Awards are typically presented at the Iowa Board of Regents meeting in June. Hand will be formally recognized for this achievement and presented with an award. In addition, recipients receive a $1,500 one-time stipend.
This is one of Iowa’s highest honors for faculty achievement, and Hand’s selection is a testament to not only his outstanding accomplishments in teaching, scholarship, professional commitment, and service to the university, but also to his colleagues’ high regard for his contributions to the academic community.
An internationally renowned scholar, Hand joined the UI College of Education’s Department of Teaching and Learning in 2005, after serving as a visiting faculty member in 1997. Prior to this, he worked as a faculty member at Iowa State University from 1998 to 2004.
Hand is a prolific scholar, particularly regarding generative learning strategies within school science classrooms. His research and scholarship focus on the implementation of writing skills in student understanding of scientific concepts and processes.
The published results of his work include 11 books, over 130 refereed journal articles, more than 450 refereed and invited presentations, and innumerable teacher workshops. Hand’s publications appear in some of the most respected journals, not only in science education, but also in special education, brain science, teacher education, and literacy education.
This broad recognition of Hand’s scholarly research across so many disciplines is a rare occurrence for any researcher. Publication indices show him as a member of the most cited scholars in the field of science education, with the National Science Foundation listing him in the top five internationally. Much of Hand’s work has also been published with current and former doctoral students from his program. He not only creates and disseminates influential work, but he also integrates mentorship of advanced graduate students into that work.
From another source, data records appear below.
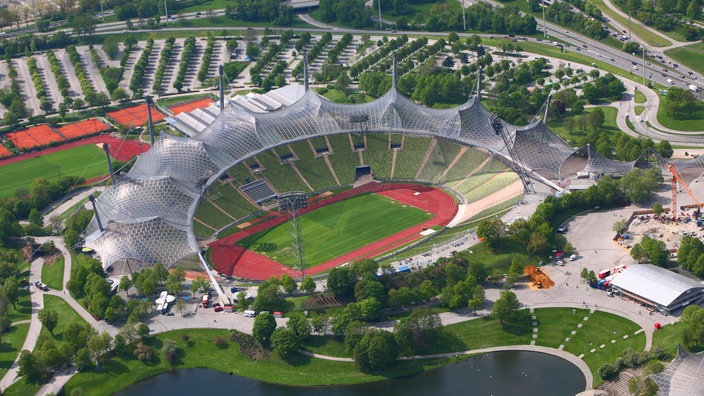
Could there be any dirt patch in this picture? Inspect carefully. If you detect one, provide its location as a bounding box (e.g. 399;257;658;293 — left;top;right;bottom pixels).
523;265;555;289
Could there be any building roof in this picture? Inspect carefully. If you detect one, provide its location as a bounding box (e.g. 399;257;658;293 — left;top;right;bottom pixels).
611;264;704;307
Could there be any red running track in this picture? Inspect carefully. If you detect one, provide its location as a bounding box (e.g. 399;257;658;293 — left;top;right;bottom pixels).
209;183;457;280
0;135;150;166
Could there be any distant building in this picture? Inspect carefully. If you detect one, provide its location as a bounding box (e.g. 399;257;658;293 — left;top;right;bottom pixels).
611;264;704;314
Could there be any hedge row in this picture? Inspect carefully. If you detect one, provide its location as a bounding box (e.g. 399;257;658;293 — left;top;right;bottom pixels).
198;36;215;84
174;36;196;92
130;39;154;98
152;36;176;92
46;50;71;98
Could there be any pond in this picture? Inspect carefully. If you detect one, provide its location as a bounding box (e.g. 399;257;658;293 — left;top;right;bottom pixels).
117;351;586;396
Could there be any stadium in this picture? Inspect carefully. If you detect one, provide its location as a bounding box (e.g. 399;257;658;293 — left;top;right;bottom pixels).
85;65;704;279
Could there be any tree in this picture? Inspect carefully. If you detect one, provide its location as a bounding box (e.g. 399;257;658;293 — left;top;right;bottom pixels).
653;202;664;216
2;276;20;309
394;308;441;353
88;331;113;364
37;309;59;336
252;279;285;311
174;298;187;316
118;275;132;297
631;235;669;267
252;312;276;346
327;266;357;296
301;276;316;294
271;327;301;360
110;87;130;102
17;349;47;383
354;330;399;372
491;290;520;324
161;338;178;364
286;314;311;341
281;274;297;295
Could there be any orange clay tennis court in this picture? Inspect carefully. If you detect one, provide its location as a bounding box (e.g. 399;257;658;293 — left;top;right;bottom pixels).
56;118;110;139
7;124;63;150
108;103;164;127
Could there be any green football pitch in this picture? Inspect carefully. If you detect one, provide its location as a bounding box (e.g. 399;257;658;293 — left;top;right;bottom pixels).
0;144;108;198
238;194;432;267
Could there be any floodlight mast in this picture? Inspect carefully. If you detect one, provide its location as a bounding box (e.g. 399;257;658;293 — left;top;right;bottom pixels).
144;95;154;147
103;143;115;186
489;115;535;192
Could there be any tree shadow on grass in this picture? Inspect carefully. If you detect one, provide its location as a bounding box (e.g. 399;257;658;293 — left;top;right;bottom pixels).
501;311;533;336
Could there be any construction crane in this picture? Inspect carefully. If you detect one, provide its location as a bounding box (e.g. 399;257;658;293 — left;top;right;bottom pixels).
666;162;702;221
In addition, Hand is extremely successful in securing external funding for his pioneering research. Over his career at Iowa State University and Iowa, he earned more than $20 million in grant funding to further his research and to support graduate students and colleagues.
In the past five years alone, he received three major grants totaling more than $3.4 million. Two grants from the Carver Foundation focus on enabling Iowa teachers in science education via a web-based platform and in the relation between K-2 students’ writing in science classrooms to their multi-modal representational development. A $2.88 million grant from the National Science Foundation, in conjunction with the University of Alabama, continues Hand’s work in developing science teaching expertise in classrooms and has funded two post-doctoral fellowships.
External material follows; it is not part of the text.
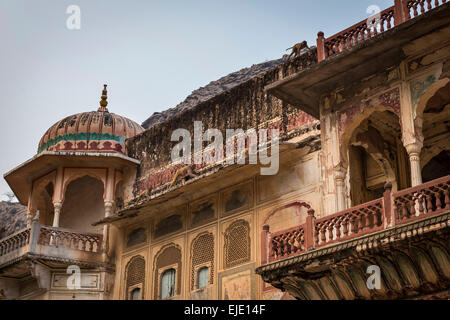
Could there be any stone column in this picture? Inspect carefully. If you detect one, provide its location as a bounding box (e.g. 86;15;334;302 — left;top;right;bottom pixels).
334;165;347;212
53;202;62;228
405;142;422;187
27;209;33;228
Hand has taught both graduate and undergraduate students in the area of science education. Such courses as Science Methods I, Learning in the Science Classroom, Writing in the Science Classroom, and Research Apprenticeship and Science Seminar are just a sample of the wide range of academic levels and content that he has taught over the years. The students taught or supervised by Hand over his career include many k-12 science teachers around the world and some of the most prominent scholars in the field of science education. His 25 doctoral advisees have spread far the fame of Iowa’s Regents Universities.
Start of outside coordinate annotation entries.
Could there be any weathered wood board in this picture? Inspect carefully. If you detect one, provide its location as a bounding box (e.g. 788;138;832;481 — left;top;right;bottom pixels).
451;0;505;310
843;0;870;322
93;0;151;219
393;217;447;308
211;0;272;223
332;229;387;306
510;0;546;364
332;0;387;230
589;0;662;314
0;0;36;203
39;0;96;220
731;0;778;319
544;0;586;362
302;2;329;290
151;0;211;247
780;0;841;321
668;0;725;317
Hand’s professional leadership is exemplary and broad. He serves as the program coordinator for science education and expanded this role to include the math education area as well. He has served on the University Research Ethics Committee, co-chaired key faculty search committees, and served on editorial boards of leading journals including Studies in Science Education and Research in Science Education. Hand has also served on countless tenure and promotion review committees, merit review committees, and more.
One nominator wrote in closing, “All of this leads me to believe that Dr. Hand’s remarkable combination of groundbreaking research, widely recognized scholarly contributions, excellence in teaching, and unbending service is the mark at which the Regents Award for Faculty Excellence was aimed when first conceived in 1990. Dr. Hand has served well the Board of Regents as an example of service offered by a public university to the citizens of our state and to his field.”